Agreed that it should be specified. I lean slightly towards lexical order rather than creation order since creation order might require some implementations to store additional data just for that purpose. This should apply to the IDBObjectStore.indexNames attribute as well.
I concur with Joshua Bell.
I would prefer if we were to return them using creation order. Returning them in alphabetic order works well (for US) until you start having to deal with collations, then things get complex very quickly.
(In reply to comment #4) > I would prefer if we were to return them using creation order. Returning them > in alphabetic order works well (for US) until you start having to deal with > collations, then things get complex very quickly. FWIW, I would assume that if we're sorting them follow the same order that JavaScript strings sort, by comparing 16-bit units, not actually alphabetical-in-a-real-language or according to any Unicode collation. e.g. [ "", "\x00", "0", "1", "A", "B", "a", "b", "\xC0, "\xFF", "\uD7FF", "\uD800\uDC00", "\uE000", "\uFFFF" ]
I'm not sure that using JavaScript strings sorting provides a meaningful solution. Developers will still have to sort their objectStore names if they want to guarantee that they are correctly sorted ("A", "a", "B", "b", etc.). Israel
IMHO, the intent of this issue is to ensure the stores are reported in deterministic order, not necessarily an order that's useful.

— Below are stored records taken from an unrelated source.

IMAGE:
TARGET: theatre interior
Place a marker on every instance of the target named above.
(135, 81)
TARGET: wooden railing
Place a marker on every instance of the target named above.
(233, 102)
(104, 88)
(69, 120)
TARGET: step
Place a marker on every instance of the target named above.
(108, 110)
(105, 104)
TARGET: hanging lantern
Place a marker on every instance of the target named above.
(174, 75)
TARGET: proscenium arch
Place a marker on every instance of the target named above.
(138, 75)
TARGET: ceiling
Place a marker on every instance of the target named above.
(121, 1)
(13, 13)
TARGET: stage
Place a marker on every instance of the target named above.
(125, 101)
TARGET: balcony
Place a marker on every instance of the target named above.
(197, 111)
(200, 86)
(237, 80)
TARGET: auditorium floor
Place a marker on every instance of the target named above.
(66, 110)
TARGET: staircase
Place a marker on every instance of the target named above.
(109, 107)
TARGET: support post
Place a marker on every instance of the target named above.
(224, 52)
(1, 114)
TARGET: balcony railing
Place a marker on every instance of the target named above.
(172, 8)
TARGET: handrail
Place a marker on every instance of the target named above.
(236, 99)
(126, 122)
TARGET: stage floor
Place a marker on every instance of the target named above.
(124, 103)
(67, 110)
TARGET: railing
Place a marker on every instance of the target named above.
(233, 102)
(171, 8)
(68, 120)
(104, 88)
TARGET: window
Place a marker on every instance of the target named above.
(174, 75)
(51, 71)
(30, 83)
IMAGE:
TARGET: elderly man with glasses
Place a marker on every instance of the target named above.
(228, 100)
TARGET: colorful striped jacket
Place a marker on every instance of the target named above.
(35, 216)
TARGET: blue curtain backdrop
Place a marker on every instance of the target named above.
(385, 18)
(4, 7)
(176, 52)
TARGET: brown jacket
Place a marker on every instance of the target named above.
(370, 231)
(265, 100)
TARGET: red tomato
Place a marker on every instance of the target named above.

Reading objectStoreNames and indexNames may not be what you do as your bread and butter, but it's nice having them interoperable between implementations. We never know what crazy code someone will write ;-) I really prefer the stupid lexical sort over creation order, because of the implementation issue Joshua highlighted. Lexical is just an easy sort right before returning the names. Creation order on the other hand means we've got to store extra information about every object store and index.
Sounds reasonable, we agree! While we already return our object store and index names using creation date ordering, we're okay with changing this internal behavior to return them (object store names and index names) in lexical sort order. The good news is that we don't see this change impacting any of our internal and external partner implementations. We're definetely looking forward to having IDB be one of the new interoperable storage solutions on HTML5.
Sounds good to me.
Fixed for both objectStoreNames and indexNames. I used the same reference for sorting order as we use for strings when sorting keys.